今の五条があきらをかわいいと言うのは、せいぜいそういう行為のときくらいだ。体を寄せ合って、五条を受け入れて、何がなんだか分からなくなっているあきらを見つめ、熱に浮かされたような声でかわいいと繰り返してはくちづけてきたりする。そんな時の五条の顔を自然と思い出して、あきらは途端に恥ずかしくなってきた。頬がじわじわと熱を持っていく。

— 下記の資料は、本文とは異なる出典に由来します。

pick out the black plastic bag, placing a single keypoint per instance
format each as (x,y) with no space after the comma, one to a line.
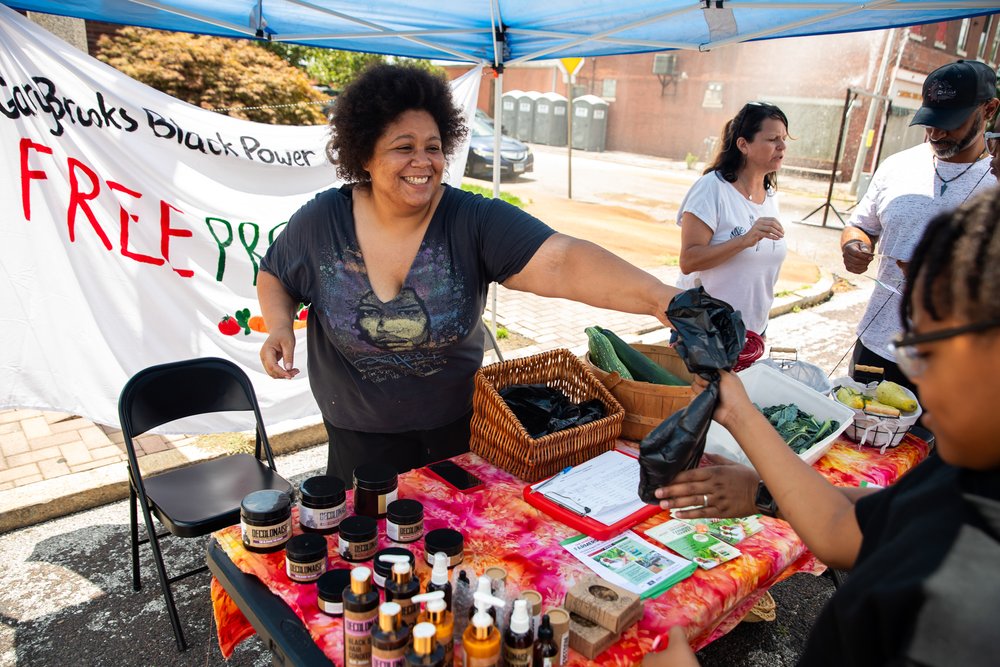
(709,336)
(544,410)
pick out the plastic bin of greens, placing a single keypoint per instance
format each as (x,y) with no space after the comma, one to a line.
(768,386)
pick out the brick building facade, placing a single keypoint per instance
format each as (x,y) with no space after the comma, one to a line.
(680,114)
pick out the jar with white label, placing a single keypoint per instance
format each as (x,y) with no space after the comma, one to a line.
(404,520)
(322,504)
(266,520)
(375,486)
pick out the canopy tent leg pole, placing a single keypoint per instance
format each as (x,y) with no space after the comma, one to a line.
(497,110)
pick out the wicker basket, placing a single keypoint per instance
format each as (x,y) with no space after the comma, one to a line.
(647,404)
(499,437)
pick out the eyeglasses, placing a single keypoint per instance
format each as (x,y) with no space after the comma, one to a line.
(992,142)
(742,116)
(912,362)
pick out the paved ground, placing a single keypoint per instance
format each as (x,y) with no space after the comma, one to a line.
(65,594)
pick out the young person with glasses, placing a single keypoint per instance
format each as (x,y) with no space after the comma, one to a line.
(732,243)
(909,189)
(924,554)
(993,147)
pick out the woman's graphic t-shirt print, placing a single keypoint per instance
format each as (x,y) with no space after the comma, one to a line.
(386,340)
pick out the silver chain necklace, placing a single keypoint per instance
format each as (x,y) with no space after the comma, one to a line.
(946,181)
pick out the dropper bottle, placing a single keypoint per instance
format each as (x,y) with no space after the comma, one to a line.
(390,637)
(518,641)
(484,587)
(546,651)
(439,577)
(437,613)
(402,587)
(360,611)
(481,640)
(425,652)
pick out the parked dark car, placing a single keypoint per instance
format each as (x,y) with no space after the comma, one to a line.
(515,156)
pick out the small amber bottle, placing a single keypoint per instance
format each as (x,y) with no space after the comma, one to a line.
(546,652)
(425,652)
(401,589)
(360,612)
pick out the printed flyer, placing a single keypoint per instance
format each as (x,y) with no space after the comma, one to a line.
(732,531)
(693,542)
(631,562)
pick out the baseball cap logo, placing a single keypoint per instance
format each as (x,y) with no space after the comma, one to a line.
(940,91)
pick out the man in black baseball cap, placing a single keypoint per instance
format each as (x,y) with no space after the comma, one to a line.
(952,92)
(911,187)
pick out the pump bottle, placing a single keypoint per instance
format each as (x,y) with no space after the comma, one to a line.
(360,611)
(481,641)
(390,637)
(425,652)
(401,588)
(462,603)
(546,652)
(484,587)
(518,641)
(439,577)
(436,613)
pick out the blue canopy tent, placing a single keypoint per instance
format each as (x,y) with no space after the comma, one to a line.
(497,33)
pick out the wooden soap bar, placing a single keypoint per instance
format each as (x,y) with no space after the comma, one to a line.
(603,603)
(587,637)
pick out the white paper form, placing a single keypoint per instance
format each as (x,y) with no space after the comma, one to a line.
(605,488)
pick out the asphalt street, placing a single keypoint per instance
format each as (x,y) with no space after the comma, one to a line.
(65,585)
(66,598)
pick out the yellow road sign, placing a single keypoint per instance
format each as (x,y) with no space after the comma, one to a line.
(570,66)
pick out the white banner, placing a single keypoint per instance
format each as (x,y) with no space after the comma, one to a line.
(133,225)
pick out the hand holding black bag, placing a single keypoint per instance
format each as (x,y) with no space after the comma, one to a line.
(710,336)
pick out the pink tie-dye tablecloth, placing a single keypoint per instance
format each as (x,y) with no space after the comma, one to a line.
(501,529)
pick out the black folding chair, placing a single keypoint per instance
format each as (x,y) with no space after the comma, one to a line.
(204,497)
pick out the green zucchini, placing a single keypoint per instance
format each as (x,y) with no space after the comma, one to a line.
(603,355)
(642,367)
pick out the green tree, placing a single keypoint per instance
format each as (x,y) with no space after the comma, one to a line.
(332,67)
(216,73)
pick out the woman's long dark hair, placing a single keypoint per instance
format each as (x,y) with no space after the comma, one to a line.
(730,160)
(956,265)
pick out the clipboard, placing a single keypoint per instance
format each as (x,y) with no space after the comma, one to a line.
(585,524)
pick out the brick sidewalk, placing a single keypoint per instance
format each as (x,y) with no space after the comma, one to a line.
(36,445)
(52,463)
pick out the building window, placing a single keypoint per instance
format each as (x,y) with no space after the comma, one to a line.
(941,36)
(963,37)
(608,87)
(996,45)
(984,38)
(713,95)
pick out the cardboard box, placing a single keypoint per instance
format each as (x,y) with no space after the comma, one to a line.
(605,604)
(588,638)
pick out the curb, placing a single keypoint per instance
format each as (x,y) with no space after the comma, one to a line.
(53,498)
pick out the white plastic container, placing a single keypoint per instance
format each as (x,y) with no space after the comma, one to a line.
(767,387)
(877,430)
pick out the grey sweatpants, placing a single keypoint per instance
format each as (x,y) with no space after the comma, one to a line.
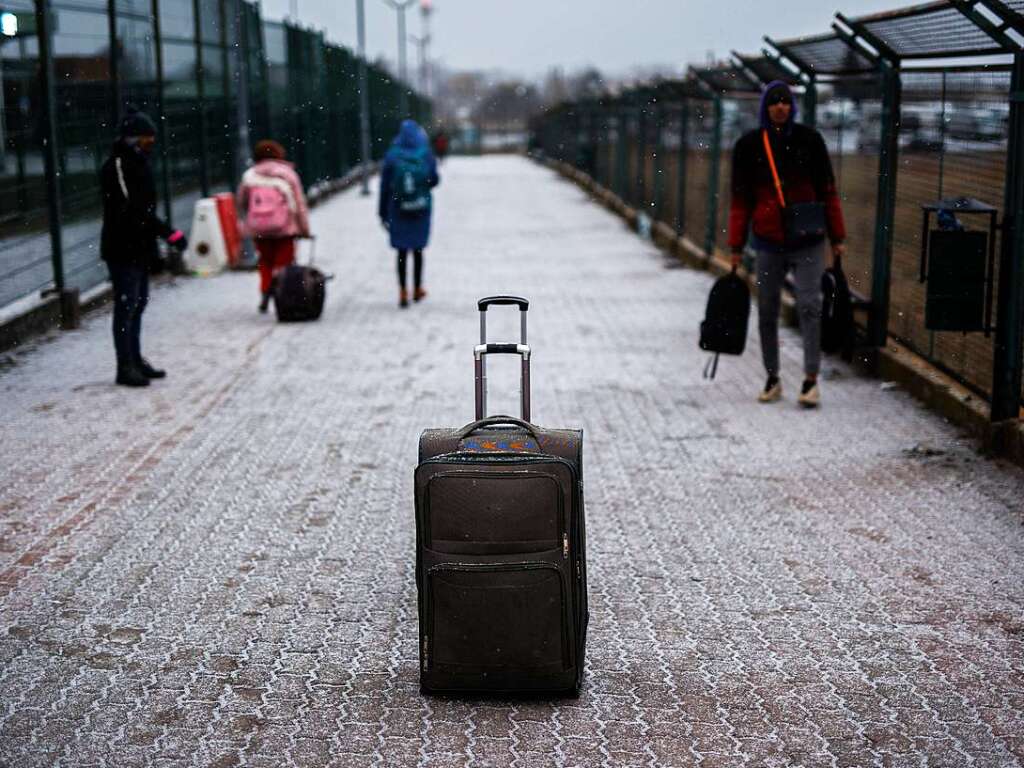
(808,265)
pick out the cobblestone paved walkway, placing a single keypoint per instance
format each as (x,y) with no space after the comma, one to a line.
(218,570)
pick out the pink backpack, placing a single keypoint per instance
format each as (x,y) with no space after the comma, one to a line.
(268,214)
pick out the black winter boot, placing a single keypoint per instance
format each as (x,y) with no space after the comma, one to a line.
(129,376)
(148,371)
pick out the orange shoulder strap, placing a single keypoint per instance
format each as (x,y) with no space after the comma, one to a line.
(774,170)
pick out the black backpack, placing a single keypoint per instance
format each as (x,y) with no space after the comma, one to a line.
(299,293)
(724,327)
(837,312)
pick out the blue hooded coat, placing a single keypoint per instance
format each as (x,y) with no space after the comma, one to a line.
(409,231)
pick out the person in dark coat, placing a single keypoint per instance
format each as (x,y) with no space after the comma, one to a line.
(408,175)
(805,176)
(128,241)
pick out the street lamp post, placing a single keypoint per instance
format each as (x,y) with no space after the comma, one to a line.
(426,8)
(360,22)
(421,48)
(400,6)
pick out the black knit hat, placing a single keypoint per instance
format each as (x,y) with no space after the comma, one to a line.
(136,123)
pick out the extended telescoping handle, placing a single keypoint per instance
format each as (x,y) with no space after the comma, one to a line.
(483,349)
(479,354)
(518,301)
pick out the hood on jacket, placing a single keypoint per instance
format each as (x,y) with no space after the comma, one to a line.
(411,136)
(273,167)
(763,113)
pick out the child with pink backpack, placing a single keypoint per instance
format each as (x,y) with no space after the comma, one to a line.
(275,213)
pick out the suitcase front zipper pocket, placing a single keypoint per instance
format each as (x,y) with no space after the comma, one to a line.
(495,617)
(495,513)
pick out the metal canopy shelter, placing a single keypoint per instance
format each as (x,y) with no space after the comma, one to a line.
(727,79)
(767,69)
(824,55)
(937,30)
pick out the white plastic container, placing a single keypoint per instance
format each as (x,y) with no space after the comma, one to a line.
(207,252)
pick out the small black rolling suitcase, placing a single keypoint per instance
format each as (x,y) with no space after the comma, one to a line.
(299,291)
(501,548)
(723,330)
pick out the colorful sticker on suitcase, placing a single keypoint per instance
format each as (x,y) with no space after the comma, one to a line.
(500,443)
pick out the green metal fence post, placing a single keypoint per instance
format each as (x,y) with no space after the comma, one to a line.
(657,202)
(640,185)
(1009,351)
(684,141)
(811,101)
(43,28)
(713,178)
(114,62)
(204,153)
(621,143)
(165,168)
(878,326)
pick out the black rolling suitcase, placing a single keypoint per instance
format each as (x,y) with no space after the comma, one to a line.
(299,291)
(724,328)
(501,548)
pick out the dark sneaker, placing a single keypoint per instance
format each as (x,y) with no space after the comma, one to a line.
(131,377)
(772,390)
(150,372)
(809,394)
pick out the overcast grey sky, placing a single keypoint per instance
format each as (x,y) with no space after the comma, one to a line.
(531,36)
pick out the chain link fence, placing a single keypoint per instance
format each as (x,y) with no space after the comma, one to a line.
(185,62)
(949,126)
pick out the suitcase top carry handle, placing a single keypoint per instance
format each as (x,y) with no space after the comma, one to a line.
(518,301)
(483,349)
(492,421)
(522,303)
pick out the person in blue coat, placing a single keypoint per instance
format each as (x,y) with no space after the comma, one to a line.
(408,175)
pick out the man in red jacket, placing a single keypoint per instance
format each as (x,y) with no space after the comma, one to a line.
(805,176)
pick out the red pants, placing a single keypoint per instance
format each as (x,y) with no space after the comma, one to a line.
(274,254)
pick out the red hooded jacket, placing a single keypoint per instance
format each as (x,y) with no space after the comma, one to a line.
(805,171)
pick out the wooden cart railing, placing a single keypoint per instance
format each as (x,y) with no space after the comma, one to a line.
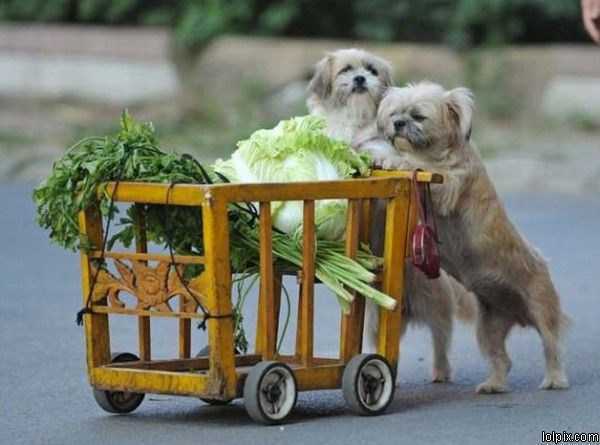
(220,375)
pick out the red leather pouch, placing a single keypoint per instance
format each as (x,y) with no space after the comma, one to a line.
(425,253)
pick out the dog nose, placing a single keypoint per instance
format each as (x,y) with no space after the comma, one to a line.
(360,80)
(399,124)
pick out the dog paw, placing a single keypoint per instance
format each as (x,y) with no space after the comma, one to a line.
(555,381)
(491,387)
(441,375)
(392,163)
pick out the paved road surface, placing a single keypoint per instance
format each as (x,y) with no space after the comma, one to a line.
(45,398)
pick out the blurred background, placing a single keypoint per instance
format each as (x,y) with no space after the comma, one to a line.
(209,72)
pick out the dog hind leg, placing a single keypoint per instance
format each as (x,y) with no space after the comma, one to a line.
(492,330)
(549,321)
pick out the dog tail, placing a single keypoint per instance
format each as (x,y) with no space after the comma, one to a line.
(465,302)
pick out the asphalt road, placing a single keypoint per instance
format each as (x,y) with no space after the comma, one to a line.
(45,397)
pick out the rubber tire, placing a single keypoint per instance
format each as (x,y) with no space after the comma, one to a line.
(106,399)
(350,384)
(252,387)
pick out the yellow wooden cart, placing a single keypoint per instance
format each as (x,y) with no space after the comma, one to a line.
(267,381)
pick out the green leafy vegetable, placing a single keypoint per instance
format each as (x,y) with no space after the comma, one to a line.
(297,150)
(133,154)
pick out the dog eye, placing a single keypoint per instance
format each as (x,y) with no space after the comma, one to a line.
(345,69)
(372,69)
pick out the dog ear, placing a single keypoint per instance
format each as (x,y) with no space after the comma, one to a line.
(460,106)
(385,71)
(382,110)
(320,84)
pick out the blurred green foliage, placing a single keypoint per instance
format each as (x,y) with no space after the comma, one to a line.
(461,23)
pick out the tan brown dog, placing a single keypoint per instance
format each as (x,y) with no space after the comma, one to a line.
(430,128)
(346,90)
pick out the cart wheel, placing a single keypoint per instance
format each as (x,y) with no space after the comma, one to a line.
(270,392)
(119,402)
(368,384)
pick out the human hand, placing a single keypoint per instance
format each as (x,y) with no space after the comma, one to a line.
(590,11)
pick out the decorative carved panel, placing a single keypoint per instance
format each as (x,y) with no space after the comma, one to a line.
(152,287)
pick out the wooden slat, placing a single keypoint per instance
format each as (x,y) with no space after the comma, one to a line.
(365,221)
(266,334)
(319,377)
(179,259)
(141,247)
(220,330)
(185,333)
(152,193)
(434,178)
(306,328)
(396,229)
(352,323)
(188,364)
(292,360)
(381,185)
(297,191)
(97,337)
(156,382)
(277,289)
(97,309)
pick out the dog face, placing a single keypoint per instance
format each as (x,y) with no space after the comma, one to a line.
(425,119)
(349,78)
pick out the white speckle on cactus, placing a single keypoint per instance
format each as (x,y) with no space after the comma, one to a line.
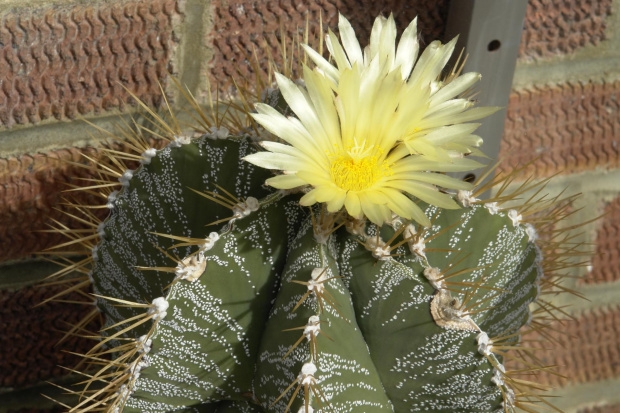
(313,328)
(218,133)
(409,232)
(144,344)
(378,248)
(160,305)
(210,241)
(136,366)
(147,156)
(433,275)
(515,217)
(100,230)
(532,235)
(306,377)
(243,209)
(180,140)
(126,177)
(192,267)
(509,400)
(317,279)
(485,344)
(465,198)
(318,274)
(322,233)
(493,207)
(381,253)
(498,376)
(356,227)
(447,313)
(111,199)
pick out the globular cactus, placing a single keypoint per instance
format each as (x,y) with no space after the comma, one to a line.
(221,294)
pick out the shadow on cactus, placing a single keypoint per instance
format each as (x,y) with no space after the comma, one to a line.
(351,282)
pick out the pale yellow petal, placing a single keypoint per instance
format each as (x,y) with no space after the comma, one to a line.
(301,104)
(349,40)
(442,180)
(270,160)
(330,71)
(455,88)
(426,193)
(337,52)
(323,99)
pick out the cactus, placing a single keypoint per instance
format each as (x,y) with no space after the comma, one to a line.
(223,295)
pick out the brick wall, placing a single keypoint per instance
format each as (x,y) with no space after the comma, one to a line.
(62,60)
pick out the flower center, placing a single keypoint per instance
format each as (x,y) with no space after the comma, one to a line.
(353,174)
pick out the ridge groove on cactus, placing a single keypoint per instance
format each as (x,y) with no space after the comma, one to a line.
(387,288)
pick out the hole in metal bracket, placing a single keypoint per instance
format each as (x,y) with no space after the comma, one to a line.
(494,45)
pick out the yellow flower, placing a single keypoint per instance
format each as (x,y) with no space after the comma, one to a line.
(375,129)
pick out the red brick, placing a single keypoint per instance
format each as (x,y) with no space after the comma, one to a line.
(555,27)
(28,344)
(602,409)
(250,24)
(573,127)
(606,260)
(31,192)
(65,61)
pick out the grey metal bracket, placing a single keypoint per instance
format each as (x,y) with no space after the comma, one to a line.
(490,33)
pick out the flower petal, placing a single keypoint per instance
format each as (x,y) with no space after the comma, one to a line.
(352,203)
(408,49)
(330,71)
(269,160)
(426,193)
(349,40)
(337,52)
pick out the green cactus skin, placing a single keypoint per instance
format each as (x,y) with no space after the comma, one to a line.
(280,310)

顔を赤くして黙り込むあきらを見てわかりやすく勘違いした五条が、一層の敵対心を持って目の前の自分を見た。
特殊な瞳を持つ五条は、もちろん目の前の男が、ほかの何でもない自分自身だということを嫌と言うほどわかっている。しかしだからといって、自分のものだと決めた相手を、譲るつもりはないらしい。

「俺達二人で出るからオッサンは一生ここにいろよ」
「嫌だよ。お気楽な学生とは違ってこっちは仕事もあるしね」
「えっ」

あきらがいきなり声をあげた。割り込んできた恋人を、二人の五条がそれぞれ不思議そうに見ると、目を丸くしたあきらが続けて口を開く。

「仕事!?五条が!?」

まさか五条の口から仕事への責任感を思わせる言葉が出る日が来るとは。
さっきまでの恥ずかしさを驚きで塗り替えて、あきらが食い入るように大人の方の五条を見た。見られた五条はサングラスの奥の目を数回瞬かせて、少し間が空く。いたずらっぽく口の端を持ち上げて、得意げに言った。

「ま、僕も大人だからね」

喉の奥でくつりと、あきらの知らない大人の五条が笑っている。

実体がどんなものかはさておいて、時の流れとは改めてすごいものらしい。あの五条が、と素直に心の底から感心している様子のあきらを見て、同じ年の方の五条が更に不機嫌になったのは、最早言うまでもないことだった。